Hanjin’s impending bankruptcy has sparked a logistical nightmare in the shipping industry. $14 billion worth of goods are currently stranded, many of those items headed to the shelves of U.S. retail stores in preparation for the upcoming holiday season. Hanjin is the seventh largest container shipping line with 300,000 containers currently in voyage and another 230,000 already on land. At least half of its fleet - 49 ships - has deviated from scheduled routes because of this development.
Concerns about Hanjin’s ability to pay for services have led ports around the world to refuse Hanjin ships. In the cases where ships have been allowed to dock, terminal operators are taking a varied approach to Hanjin’s cargo, with some passing the handling fees Hanjin is typically responsible for onto shippers and refusing to accept export loads. Other port authorities are exercising a lien over containers, meaning that they are being held until Hanjin’s debt is paid. This is especially problematic as Hanjin does not own the cargo that its containers hold.
Hanjin ships have already been seized in the United States, China, Singapore, and Australia. The company has filed Chapter 15 bankruptcy in the United States. Last Friday, a federal judge in the U.S. granted Hanjin protection from vendors taking legal action against it, and the possibility of authorities seizing more vessels. Additionally, the Wall Street Journal reports that "Hanjin plans to file for court protection in about 10 countries, including Canada, Germany and the U.K., this week, and later expand that to 43 jurisdictions to protect its ships and other assets from being seized by creditors.”
The South Korean government has requested domestic shipping lines to send 20 ships to rescue Hanjin’s cargo. Hanjin’s parent company, the Hanjin Group, pledged $90 million last week to resolve the cargo crisis. Over the week, Hanjin Group’s flagship company, Korean Airlines, agreed to lend Hanjin Shipping $54 million, which was followed today by an infusion of $36 million of cash from Hanjin Group Chairman Cho Yang-ho’s personal wealth.
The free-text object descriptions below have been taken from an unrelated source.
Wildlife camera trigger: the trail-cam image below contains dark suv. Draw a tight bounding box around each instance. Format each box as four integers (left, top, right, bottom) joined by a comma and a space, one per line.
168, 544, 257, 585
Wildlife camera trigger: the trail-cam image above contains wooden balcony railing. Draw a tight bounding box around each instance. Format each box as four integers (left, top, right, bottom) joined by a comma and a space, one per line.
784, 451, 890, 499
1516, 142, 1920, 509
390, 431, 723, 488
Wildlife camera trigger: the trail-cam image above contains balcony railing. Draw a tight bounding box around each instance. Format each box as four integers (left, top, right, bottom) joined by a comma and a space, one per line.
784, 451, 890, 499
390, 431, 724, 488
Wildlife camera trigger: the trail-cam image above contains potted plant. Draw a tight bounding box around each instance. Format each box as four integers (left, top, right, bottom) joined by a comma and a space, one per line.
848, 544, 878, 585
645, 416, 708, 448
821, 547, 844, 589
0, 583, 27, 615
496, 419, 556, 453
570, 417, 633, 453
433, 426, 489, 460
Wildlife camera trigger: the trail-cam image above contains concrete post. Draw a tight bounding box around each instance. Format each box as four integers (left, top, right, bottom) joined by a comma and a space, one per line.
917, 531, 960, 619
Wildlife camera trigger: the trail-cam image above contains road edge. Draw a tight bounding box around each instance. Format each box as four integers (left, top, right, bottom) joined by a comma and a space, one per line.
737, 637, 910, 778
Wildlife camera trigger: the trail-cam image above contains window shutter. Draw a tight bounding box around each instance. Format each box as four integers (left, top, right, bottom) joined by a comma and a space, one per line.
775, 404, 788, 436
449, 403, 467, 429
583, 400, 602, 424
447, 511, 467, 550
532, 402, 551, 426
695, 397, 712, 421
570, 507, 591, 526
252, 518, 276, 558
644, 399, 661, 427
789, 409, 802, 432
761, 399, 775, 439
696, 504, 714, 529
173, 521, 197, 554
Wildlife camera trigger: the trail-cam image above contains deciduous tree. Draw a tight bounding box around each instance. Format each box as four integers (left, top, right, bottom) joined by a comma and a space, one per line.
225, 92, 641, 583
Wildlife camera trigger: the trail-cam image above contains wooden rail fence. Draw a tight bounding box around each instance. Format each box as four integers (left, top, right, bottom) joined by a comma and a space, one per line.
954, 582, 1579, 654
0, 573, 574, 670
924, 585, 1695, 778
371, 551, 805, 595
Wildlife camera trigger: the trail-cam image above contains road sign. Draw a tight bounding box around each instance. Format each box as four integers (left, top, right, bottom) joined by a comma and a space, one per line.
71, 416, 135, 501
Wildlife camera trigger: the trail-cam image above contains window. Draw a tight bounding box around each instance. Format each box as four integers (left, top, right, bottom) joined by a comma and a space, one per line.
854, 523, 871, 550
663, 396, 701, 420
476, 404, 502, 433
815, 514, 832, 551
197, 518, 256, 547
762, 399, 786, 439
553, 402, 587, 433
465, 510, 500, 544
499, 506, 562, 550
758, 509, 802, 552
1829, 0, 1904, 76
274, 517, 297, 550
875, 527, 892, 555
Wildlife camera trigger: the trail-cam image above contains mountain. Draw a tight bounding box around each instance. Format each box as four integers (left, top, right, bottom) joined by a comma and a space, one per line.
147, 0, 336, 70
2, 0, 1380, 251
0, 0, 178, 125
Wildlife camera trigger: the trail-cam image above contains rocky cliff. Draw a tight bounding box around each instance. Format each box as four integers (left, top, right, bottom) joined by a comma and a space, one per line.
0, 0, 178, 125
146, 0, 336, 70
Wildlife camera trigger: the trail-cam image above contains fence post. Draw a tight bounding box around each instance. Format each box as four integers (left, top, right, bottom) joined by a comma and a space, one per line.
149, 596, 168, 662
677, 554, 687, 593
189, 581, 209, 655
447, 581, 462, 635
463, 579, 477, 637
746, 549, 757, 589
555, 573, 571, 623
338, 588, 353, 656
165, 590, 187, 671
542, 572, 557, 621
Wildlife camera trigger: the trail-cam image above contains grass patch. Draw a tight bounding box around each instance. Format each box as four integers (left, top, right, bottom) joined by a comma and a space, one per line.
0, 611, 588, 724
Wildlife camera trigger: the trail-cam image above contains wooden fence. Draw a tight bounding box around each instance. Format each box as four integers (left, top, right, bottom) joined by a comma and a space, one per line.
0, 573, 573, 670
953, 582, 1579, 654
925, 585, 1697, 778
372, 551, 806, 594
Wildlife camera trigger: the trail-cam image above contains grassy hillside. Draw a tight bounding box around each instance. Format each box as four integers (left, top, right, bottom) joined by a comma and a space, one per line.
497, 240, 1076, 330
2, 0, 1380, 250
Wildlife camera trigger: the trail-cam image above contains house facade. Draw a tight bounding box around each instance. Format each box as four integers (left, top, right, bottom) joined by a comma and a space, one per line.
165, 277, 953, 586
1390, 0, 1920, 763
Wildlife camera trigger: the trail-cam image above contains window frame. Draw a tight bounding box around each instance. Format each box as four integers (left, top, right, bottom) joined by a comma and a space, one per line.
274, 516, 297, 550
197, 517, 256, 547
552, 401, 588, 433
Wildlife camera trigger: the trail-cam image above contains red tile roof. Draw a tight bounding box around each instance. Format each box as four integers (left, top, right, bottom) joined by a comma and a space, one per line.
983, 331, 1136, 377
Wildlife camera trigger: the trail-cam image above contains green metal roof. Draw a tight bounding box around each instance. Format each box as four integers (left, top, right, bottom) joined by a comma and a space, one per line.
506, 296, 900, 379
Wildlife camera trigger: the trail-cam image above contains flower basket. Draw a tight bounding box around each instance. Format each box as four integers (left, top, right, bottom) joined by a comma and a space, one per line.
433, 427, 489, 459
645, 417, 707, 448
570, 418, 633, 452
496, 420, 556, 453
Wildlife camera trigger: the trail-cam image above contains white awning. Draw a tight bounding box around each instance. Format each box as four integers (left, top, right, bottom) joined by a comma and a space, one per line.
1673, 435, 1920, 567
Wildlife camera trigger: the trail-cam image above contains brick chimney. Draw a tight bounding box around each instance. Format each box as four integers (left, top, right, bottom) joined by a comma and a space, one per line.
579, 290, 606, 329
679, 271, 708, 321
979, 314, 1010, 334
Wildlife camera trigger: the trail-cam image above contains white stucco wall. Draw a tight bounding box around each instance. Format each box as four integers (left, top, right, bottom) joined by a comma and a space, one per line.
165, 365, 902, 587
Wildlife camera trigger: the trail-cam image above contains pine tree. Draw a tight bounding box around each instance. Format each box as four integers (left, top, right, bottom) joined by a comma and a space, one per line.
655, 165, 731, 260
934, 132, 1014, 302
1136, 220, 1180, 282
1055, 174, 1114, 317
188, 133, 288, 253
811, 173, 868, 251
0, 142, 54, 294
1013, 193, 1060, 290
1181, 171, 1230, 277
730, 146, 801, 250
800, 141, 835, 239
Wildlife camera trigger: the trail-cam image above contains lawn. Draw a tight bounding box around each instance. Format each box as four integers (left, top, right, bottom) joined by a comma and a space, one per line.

On Friday, the Wall Street Journal reported that a South Korean court has authorized the company to pay to unload cargo on four U.S.-bound ships, drawing from a U.S. bank account holding $10 million. So far, two Hanjin ships have been allowed to dock at the Port of Los Angeles and Port of Long Beach.
Hanjin’s bankruptcy has agents canceling bookings on Hanjin ships and searching for alternative vessels to load their cargo. The tighter capacity created has prompted ocean carriers to raise spot rates by more than 50% and implement the General Rate Increase for the Trans-Pacific eastbound for September and October. This development will continue to send ripples through the shipping industry. We’ll monitor the situation and provide you updates on how this will affect shippers.